6. Guylian: fondé par Guy Foubert en 1960 à Sint-Niklaas. est connu pour ses chocolats en forme de fruits de mer. Il parait qu’ils (Guy et Liliane) auraient eu cette idée en vacances à la côte belge. C’est un chocolat praliné, très bon en bouche au niveau du goût et de sa texture. . En 2008, la famille Foubert revend l’entreprise à Lotte Confectionery, groupe sud-coréen et 3e producteur mondial de chewing-gum.

  • lieu de production: Sint-Niklaas (Belgique)
  • exportation: 95 % de la production
  • propriétaire: Lotte Confectionery
  • chiffre d’affaires en 2009: 69 millions d’euros

7. Galler: fondé en 1976 par Jean Galler à Chaudfontaine. Même si en trouve les barres chocolatées de plus en plus dans la grande distribution, Galler mise sur un chocolat et des ingrédients de qualité. L’offre est assez large: bâtons fourrés, tablettes, langues de chat, pralines, pâtes à tartiner, pâtisseries, glaces, accompagnements café, œufs de Pâques…

  • lieu de production: Chaudfontaine (Belgique)
  • exportation: 30 % de la production
  • propriétaire: famille royale du Qatar à 53 %, le reste par la famille Galler et les cadres
  • chiffre d’affaires en 2010: 15,5 millions d’euros

8. Côte d’Or: quand on parle du chocolat belge, la marque à l’éléphant est la plus citée par les consommateurs et les touristes.

  • lieu de production: Malines (Belgique)
  • propriétaire: racheté d’abord par le suisse Suchard en 1985, elle est reprise par l’américain Kraft Foods

9. Callebaut: fondé en 1850 par Eugenis Callebaut. Callebaut est le plus grand fournisseur de matières premières aux chocolatiers.

  • lieu de production: Alost (Belgique)
  • production: 260 000 tonnes par an
  • exportation: 70 % de la production
  • propriétaire: en 1996 Callebaut fusionne avec le groupe suisse Barry.
  • chiffre d’affaires en 2009: 2 110 millions d’euros

Laurent Gerbaud est le moins connu de tous. Du chocolat de grande qualité, du haut de gamme. Les connaisseurs seront ravis, les autres apprécieront modestement. Voir ma note à son sujet.

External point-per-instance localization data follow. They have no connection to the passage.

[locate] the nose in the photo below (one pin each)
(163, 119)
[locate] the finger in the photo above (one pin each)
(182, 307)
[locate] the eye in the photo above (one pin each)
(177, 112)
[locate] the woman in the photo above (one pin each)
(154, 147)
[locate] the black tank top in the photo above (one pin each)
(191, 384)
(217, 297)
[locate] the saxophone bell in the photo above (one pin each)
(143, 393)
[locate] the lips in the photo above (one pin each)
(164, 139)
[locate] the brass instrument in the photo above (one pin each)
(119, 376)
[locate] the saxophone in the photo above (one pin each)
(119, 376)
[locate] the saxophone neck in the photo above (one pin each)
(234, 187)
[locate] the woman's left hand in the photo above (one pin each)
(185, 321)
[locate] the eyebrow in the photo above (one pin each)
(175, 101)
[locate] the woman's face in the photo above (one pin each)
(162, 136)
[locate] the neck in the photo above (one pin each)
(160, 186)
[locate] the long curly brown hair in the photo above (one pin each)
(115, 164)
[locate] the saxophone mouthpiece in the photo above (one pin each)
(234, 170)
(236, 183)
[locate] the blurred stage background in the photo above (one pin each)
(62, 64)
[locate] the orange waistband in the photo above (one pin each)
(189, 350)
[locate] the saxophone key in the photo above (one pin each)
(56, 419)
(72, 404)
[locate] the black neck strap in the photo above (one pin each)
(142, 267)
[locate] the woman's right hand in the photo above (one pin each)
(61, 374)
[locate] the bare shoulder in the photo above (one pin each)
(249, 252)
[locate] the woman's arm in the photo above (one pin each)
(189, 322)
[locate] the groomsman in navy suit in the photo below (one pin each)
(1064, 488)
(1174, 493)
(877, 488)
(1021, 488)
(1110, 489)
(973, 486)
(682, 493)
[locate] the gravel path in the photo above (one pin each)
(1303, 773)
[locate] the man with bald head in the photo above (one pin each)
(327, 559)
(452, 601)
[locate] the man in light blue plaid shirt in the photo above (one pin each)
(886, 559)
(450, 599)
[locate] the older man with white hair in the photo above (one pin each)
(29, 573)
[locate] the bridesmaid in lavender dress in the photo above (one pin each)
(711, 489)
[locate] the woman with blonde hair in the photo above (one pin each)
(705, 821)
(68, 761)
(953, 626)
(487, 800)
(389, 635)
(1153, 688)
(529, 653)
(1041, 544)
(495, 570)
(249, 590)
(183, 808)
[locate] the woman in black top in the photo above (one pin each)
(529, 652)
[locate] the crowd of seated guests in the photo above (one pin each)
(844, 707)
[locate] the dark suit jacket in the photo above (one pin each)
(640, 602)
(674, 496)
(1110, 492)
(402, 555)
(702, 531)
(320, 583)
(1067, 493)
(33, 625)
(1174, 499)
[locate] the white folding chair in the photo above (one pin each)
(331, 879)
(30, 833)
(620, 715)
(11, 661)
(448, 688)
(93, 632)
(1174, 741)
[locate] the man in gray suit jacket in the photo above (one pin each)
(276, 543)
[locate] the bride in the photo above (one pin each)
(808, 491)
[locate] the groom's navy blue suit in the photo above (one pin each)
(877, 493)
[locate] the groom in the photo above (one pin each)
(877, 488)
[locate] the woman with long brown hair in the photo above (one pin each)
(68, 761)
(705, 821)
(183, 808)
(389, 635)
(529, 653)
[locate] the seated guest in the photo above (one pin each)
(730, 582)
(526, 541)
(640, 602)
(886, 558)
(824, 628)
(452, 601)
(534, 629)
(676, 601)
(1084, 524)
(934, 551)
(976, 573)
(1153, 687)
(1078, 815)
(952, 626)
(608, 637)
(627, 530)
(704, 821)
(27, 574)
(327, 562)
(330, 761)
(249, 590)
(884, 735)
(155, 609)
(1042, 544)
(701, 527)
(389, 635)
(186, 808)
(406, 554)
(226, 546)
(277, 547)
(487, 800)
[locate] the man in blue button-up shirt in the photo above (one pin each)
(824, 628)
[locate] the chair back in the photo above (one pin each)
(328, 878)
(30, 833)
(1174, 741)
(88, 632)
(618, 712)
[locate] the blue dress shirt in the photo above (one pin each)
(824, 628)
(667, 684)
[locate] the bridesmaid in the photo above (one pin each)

Pour les amateurs de chocolat, pralines et autres gourmandises belges, je leur conseille d’aller au Sablon à Bruxelles. Sur cette place du chocolat, on peut pratiquement faire un tour sur soi-même et apercevoir Leonidas, Godiva, Marcolini, Neuhaus, Wittamer et plus loin Côte d’Or.

Note: ce billet a été adapté le 13 décembre 2010.

[1] « La planète se dispute le chocolat belge », Le Soir p. 24 (11 décembre 2010).